Rückblickend stellt EBM Dr. Lang fest, die Jahre 1997 bis 2000 seien gute Jahre gewesen und hätten Zuführungsraten von 300 Mio. DM und mehr beschert. Trotz Senkung der Hebesätze bei der Gewerbesteuer und bei der Grundsteuer habe in diesem Zeitraum der Schuldenbetrag um ca. 600 Mio. DM abgebaut werden können. Gleichzeitig sei es möglich gewesen, viele neue Investitionen - gerade auch für die Stadtbezirke - zu beschließen und deren Verwirklichung auf den Weg zu bringen. Dies habe bei Gemeinderat und Verwaltung und wahrscheinlich auch in der Bürgerschaft den Eindruck erweckt, es handle sich für einen längeren Zeitraum um den Normalzustand und gehe jetzt letztlich nur darum, ständig neue Wünsche zu artikulieren und Forderungen zu erheben. Der 'Schuss vor den Bug', dass der Haushaltsplan 2001 nur noch eine Zuführungsrate von 113 Mio. DM ausweise, sei nicht ernst genommen und lediglich als 'kleine Delle' in der Aufwärtsentwicklung angesehen worden, zumal die Konjunktur und die Wirtschaftsdaten bei der Haushaltsaufstellung noch absolut auf Aufschwung ausgerichtet gewesen seien.

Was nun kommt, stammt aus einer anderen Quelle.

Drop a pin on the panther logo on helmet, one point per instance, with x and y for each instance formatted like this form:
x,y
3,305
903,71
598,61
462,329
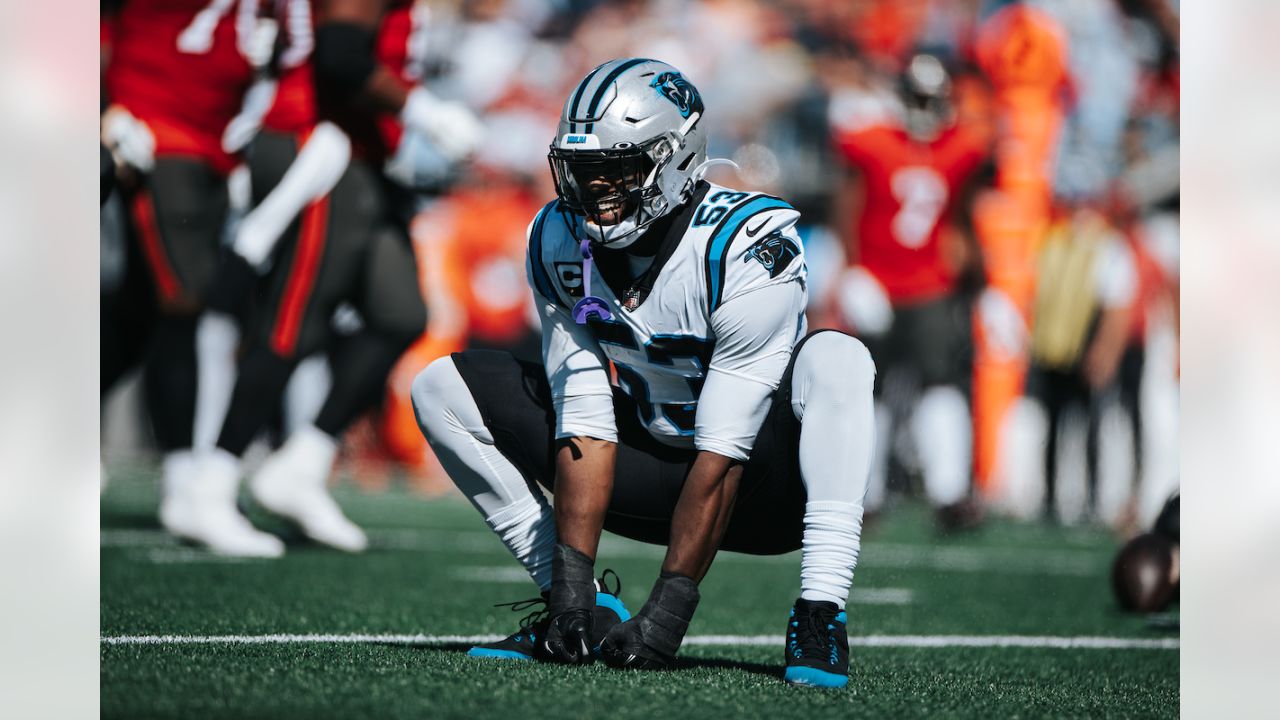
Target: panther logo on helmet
x,y
680,91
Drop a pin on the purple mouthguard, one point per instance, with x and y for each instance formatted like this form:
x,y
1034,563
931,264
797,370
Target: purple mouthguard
x,y
589,305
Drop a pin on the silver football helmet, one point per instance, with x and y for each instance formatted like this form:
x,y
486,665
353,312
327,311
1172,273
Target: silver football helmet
x,y
629,149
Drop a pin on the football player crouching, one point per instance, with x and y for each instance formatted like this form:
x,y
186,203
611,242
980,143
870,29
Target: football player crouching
x,y
730,428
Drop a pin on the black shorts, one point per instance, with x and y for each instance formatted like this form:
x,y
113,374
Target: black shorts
x,y
177,217
768,515
928,345
347,246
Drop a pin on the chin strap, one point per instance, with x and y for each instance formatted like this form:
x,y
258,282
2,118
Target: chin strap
x,y
589,305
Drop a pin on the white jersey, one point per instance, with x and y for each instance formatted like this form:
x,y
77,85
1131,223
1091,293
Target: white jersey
x,y
699,341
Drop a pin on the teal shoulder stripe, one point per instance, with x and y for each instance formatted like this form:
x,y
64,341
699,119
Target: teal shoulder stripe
x,y
717,250
542,281
604,86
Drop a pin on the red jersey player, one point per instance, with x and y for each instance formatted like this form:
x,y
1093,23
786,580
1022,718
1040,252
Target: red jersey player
x,y
909,245
176,76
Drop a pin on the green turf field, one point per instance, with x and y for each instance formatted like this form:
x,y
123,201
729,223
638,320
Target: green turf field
x,y
960,628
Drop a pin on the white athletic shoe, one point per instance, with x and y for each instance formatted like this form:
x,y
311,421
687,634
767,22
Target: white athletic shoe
x,y
199,505
292,484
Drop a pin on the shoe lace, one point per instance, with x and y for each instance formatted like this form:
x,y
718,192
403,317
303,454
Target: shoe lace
x,y
521,605
814,633
604,582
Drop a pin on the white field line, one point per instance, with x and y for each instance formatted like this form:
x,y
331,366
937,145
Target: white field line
x,y
942,557
1052,642
515,574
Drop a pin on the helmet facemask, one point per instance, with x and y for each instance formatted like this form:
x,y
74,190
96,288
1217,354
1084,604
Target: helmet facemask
x,y
616,191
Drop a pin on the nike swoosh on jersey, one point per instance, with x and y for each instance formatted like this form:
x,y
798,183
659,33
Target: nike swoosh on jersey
x,y
753,232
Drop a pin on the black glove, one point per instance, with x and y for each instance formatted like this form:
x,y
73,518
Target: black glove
x,y
650,639
571,607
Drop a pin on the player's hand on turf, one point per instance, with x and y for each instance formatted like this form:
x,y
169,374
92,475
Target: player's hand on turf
x,y
625,647
568,638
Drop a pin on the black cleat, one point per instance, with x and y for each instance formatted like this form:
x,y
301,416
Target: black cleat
x,y
817,646
520,645
625,648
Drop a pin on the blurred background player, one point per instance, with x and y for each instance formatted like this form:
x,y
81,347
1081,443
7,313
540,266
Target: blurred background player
x,y
913,265
176,76
1084,302
343,109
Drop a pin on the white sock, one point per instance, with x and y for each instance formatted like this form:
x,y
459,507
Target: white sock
x,y
453,427
831,395
311,445
528,528
832,538
306,391
216,338
944,437
178,469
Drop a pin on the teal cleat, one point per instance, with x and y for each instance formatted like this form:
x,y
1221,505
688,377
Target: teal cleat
x,y
609,611
817,646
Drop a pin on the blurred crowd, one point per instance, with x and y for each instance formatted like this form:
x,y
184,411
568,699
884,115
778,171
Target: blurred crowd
x,y
1040,146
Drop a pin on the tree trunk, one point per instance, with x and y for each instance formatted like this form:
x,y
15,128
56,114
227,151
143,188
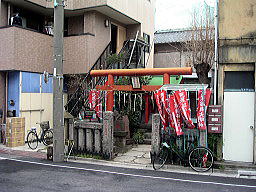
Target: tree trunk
x,y
202,70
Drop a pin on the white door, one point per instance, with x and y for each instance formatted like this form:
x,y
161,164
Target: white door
x,y
238,126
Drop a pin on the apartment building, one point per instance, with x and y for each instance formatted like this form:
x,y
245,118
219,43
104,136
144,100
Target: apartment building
x,y
90,26
236,78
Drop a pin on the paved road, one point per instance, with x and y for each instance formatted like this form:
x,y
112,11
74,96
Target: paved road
x,y
20,174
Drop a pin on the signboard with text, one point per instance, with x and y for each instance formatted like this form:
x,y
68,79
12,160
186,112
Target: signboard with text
x,y
215,119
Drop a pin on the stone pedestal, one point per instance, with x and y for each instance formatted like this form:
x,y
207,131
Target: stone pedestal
x,y
97,141
155,143
89,140
81,139
108,126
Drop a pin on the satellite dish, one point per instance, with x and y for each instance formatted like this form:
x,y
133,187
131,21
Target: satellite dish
x,y
46,76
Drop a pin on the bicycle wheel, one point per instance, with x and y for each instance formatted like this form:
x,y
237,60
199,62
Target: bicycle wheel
x,y
32,140
160,159
201,159
47,137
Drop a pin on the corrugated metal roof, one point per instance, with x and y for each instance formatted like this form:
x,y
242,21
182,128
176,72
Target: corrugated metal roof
x,y
172,36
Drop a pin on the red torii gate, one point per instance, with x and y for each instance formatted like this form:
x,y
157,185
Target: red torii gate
x,y
166,72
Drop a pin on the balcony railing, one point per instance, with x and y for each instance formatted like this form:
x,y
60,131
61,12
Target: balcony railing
x,y
27,50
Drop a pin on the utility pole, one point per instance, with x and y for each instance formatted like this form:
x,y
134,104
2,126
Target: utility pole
x,y
58,108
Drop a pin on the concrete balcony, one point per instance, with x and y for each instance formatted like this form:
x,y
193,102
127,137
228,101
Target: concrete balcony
x,y
26,50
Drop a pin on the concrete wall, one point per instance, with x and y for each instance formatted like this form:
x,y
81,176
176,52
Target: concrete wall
x,y
76,25
237,33
26,50
237,18
169,55
3,14
2,92
138,11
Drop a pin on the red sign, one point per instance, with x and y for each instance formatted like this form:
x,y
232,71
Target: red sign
x,y
215,110
175,115
215,119
214,128
160,97
182,100
95,102
203,102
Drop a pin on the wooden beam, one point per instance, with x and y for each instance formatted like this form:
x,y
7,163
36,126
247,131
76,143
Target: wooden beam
x,y
142,72
127,88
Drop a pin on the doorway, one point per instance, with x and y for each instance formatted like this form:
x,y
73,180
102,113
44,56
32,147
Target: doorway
x,y
238,124
113,39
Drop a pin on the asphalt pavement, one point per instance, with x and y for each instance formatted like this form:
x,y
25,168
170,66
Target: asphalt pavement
x,y
35,174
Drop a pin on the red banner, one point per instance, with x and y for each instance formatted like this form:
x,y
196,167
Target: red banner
x,y
95,102
203,102
175,116
182,100
161,103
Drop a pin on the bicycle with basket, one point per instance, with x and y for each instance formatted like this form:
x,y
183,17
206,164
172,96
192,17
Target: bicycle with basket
x,y
45,135
199,158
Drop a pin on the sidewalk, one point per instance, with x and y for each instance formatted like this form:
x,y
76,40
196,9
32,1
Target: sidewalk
x,y
25,151
138,157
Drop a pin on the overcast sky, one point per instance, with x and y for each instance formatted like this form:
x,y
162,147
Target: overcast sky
x,y
173,14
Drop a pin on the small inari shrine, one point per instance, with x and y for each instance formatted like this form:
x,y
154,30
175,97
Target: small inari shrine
x,y
136,111
172,102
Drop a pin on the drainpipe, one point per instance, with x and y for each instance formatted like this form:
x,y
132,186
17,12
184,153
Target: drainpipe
x,y
216,50
254,132
6,96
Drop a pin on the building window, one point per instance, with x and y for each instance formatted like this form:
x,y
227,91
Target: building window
x,y
239,81
146,38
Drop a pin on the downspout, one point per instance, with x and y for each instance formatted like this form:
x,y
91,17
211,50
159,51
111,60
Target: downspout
x,y
254,127
6,97
216,50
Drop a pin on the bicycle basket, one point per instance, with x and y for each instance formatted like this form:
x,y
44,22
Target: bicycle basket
x,y
45,125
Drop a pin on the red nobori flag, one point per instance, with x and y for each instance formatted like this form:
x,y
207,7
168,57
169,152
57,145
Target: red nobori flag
x,y
95,103
203,102
160,97
182,100
175,116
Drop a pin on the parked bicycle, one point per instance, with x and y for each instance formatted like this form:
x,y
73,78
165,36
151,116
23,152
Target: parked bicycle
x,y
200,159
45,135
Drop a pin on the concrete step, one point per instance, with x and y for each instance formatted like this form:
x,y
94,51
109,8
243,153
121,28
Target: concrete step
x,y
146,126
147,135
147,141
129,141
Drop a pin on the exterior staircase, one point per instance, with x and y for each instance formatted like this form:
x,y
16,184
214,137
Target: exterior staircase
x,y
131,51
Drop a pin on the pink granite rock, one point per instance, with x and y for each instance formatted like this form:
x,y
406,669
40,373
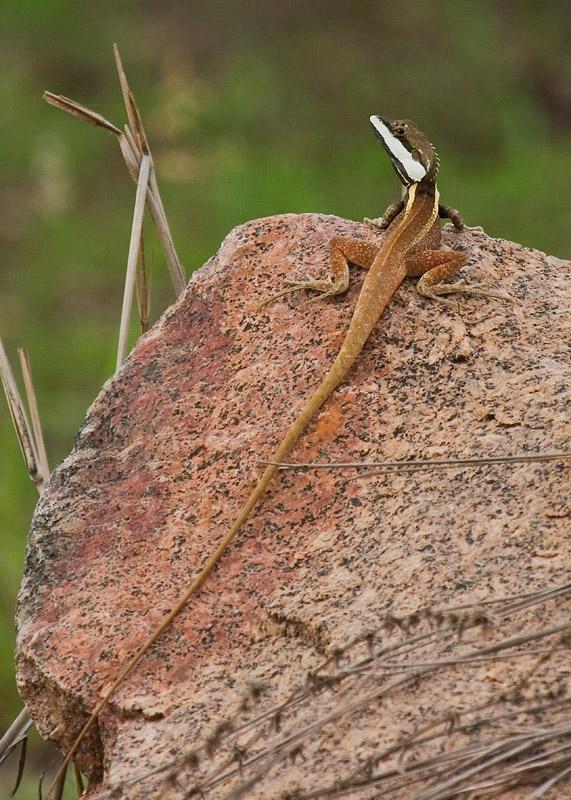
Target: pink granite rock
x,y
171,448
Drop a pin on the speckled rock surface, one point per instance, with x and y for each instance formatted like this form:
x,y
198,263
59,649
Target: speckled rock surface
x,y
171,448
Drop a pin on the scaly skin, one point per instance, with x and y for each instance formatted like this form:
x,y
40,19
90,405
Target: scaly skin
x,y
409,248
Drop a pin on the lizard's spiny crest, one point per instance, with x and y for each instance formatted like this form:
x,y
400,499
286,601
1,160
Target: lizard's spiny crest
x,y
411,153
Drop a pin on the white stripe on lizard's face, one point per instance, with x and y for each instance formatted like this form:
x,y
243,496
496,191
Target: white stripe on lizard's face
x,y
411,168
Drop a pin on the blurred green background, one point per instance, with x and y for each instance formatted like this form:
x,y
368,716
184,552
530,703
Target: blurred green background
x,y
253,108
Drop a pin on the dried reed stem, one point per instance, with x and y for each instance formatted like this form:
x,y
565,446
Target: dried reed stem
x,y
20,421
426,463
133,256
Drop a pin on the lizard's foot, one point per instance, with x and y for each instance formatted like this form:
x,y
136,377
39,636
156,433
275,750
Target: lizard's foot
x,y
378,222
325,288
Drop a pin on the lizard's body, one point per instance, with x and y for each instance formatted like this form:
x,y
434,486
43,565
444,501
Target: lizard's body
x,y
409,248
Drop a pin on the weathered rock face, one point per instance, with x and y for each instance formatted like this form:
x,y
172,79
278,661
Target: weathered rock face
x,y
172,447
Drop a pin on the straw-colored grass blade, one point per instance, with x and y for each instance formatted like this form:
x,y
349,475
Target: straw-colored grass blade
x,y
15,734
34,414
160,219
133,143
133,114
132,259
20,420
143,288
77,110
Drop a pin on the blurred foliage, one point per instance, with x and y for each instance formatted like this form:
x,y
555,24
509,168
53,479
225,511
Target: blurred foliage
x,y
253,108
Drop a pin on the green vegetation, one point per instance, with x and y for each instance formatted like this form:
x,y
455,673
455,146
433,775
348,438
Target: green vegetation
x,y
253,108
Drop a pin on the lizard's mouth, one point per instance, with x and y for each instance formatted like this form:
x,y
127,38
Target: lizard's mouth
x,y
408,168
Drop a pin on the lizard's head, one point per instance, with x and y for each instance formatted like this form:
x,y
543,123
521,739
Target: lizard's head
x,y
412,154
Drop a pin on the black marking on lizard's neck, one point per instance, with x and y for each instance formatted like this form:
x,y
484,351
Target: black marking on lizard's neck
x,y
412,154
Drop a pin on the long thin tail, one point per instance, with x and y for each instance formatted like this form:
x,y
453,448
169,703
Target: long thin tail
x,y
335,375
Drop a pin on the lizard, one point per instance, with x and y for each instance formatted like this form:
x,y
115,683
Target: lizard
x,y
410,248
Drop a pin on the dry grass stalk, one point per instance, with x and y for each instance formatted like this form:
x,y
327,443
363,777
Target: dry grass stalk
x,y
16,733
134,246
134,145
535,750
143,288
20,421
79,111
424,463
31,441
26,368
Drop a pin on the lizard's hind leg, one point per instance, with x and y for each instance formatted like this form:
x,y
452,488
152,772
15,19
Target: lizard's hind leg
x,y
343,251
435,267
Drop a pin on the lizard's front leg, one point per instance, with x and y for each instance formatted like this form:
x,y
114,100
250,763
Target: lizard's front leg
x,y
343,251
391,213
435,266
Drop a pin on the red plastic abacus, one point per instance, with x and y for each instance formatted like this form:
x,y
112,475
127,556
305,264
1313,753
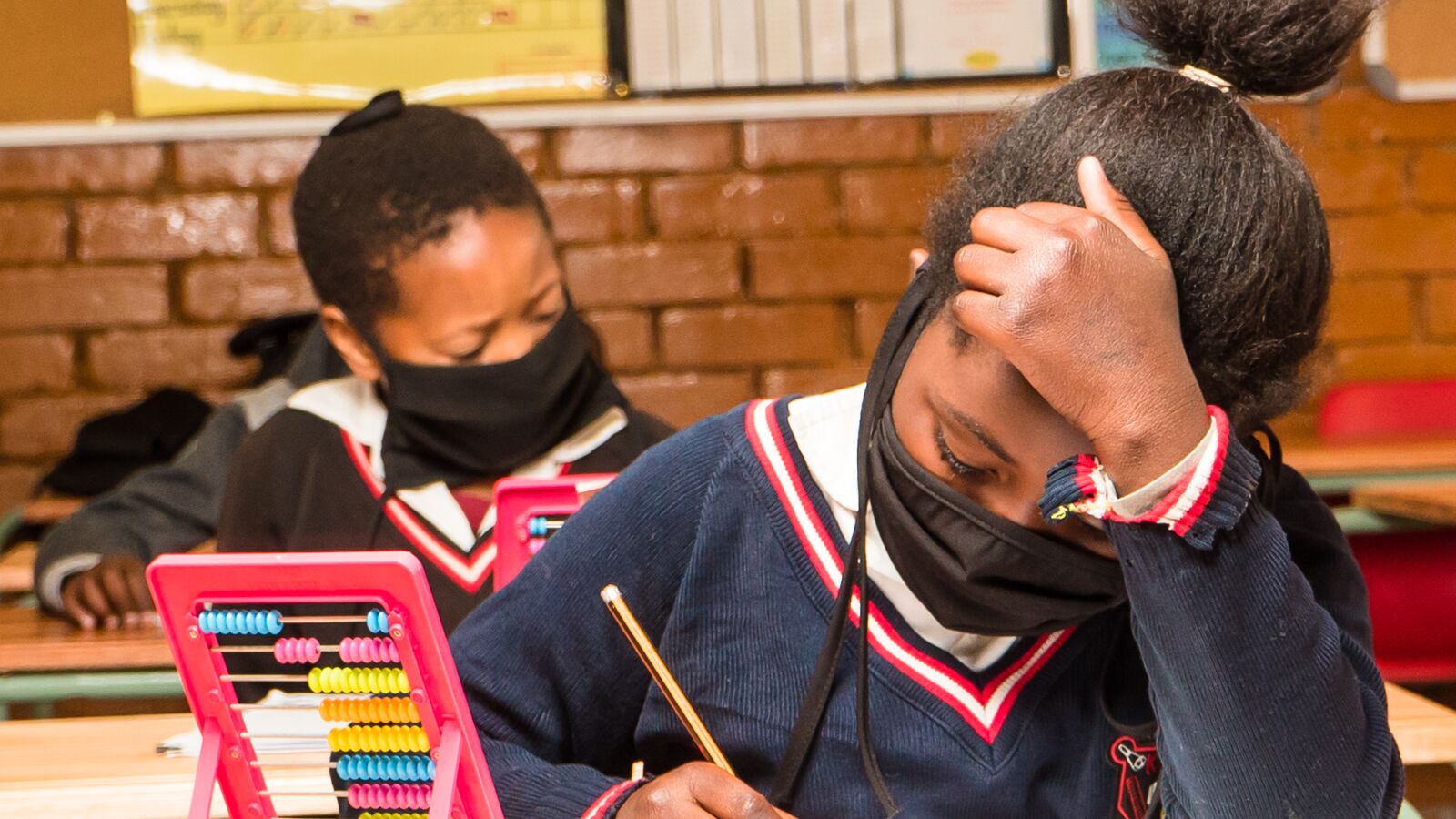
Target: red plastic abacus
x,y
531,511
410,746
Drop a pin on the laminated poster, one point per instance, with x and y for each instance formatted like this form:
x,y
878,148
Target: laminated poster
x,y
967,38
216,56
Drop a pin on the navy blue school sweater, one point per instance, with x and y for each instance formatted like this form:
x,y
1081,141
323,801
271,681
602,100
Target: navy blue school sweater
x,y
1238,678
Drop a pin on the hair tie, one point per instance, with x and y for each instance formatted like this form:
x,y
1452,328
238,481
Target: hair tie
x,y
1206,77
386,106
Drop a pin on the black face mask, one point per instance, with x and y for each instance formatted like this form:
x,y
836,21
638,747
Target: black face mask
x,y
975,570
470,421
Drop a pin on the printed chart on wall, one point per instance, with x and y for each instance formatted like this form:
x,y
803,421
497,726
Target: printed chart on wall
x,y
215,56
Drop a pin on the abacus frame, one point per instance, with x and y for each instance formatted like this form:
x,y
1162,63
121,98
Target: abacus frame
x,y
521,499
186,584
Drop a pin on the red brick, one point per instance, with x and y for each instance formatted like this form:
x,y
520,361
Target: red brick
x,y
626,337
594,210
1394,244
830,142
35,361
1441,308
280,223
1397,361
870,324
644,149
528,146
18,482
84,296
33,232
218,225
784,268
813,380
750,334
744,206
890,200
1359,116
1369,309
683,398
240,164
660,273
237,290
92,169
951,133
46,426
1358,179
174,356
1434,178
1295,123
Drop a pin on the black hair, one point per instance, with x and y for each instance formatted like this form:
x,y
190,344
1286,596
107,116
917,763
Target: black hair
x,y
1229,201
375,196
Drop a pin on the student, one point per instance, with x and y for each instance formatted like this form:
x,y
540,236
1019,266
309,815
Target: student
x,y
91,567
1037,646
440,285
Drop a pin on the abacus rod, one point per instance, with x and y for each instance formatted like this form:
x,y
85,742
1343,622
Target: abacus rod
x,y
258,649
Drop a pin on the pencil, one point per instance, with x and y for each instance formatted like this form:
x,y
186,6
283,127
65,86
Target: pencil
x,y
612,596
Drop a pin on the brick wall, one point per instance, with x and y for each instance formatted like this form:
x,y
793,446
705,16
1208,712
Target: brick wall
x,y
718,261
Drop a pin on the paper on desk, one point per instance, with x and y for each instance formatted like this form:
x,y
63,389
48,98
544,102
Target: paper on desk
x,y
291,716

Zur aktuellen Situation Mitte des Jahres 2001 seien in den letzten Wochen von Banken, Wirtschaftsforschungsinstituten und sonstigen Organisationen negative Trendmeldungen verbreitet worden. Sei zur Jahreswende 2000/2001 noch eine Zunahme des Wirtschaftswachstums um knapp 3 % erzielbar erschienen, rechneten die meisten Experten nur noch mit einem Plus von deutlich unter 2 %. Das Deutsche Institut für Wirtschaftsforschung erwarte für 2001 sogar nur noch eine um 1 % höhere Wirtschaftsleistung als im Vorjahr. Gleichzeitig habe sich der Anstieg der Verbraucherpreise beschleunigt. Die Inflation habe im Mai mit 3,4 % ihren höchsten Stand seit Beginn der Währungsunion erreicht; erfreulicherweise sei jetzt wieder ein gewisser Abschwung festzustellen.
Grundlage der letzten bundesweiten Mai-Steuerschätzung sei ein Wirtschaftswachstum von 2 % gewesen. Das geringere Wirtschaftswachstum wirke sich negativ auf die Steuereinnahmen aus. Man gehe davon aus, dass 1/10 Prozentpunkt geringeres Wachstum bundesweit zu einer Mindereinnahme im Bereich der Steuern von 1 Mrd. DM führe. Festzustellen sei, dass Bund und Länder im Mai 10,9 % weniger an Steuern eingenommen hätten als im Vorjahr. Dieser Trend habe sich auch im Juni bestätigt, und er gelte in vollem Umfang für die Landeshauptstadt.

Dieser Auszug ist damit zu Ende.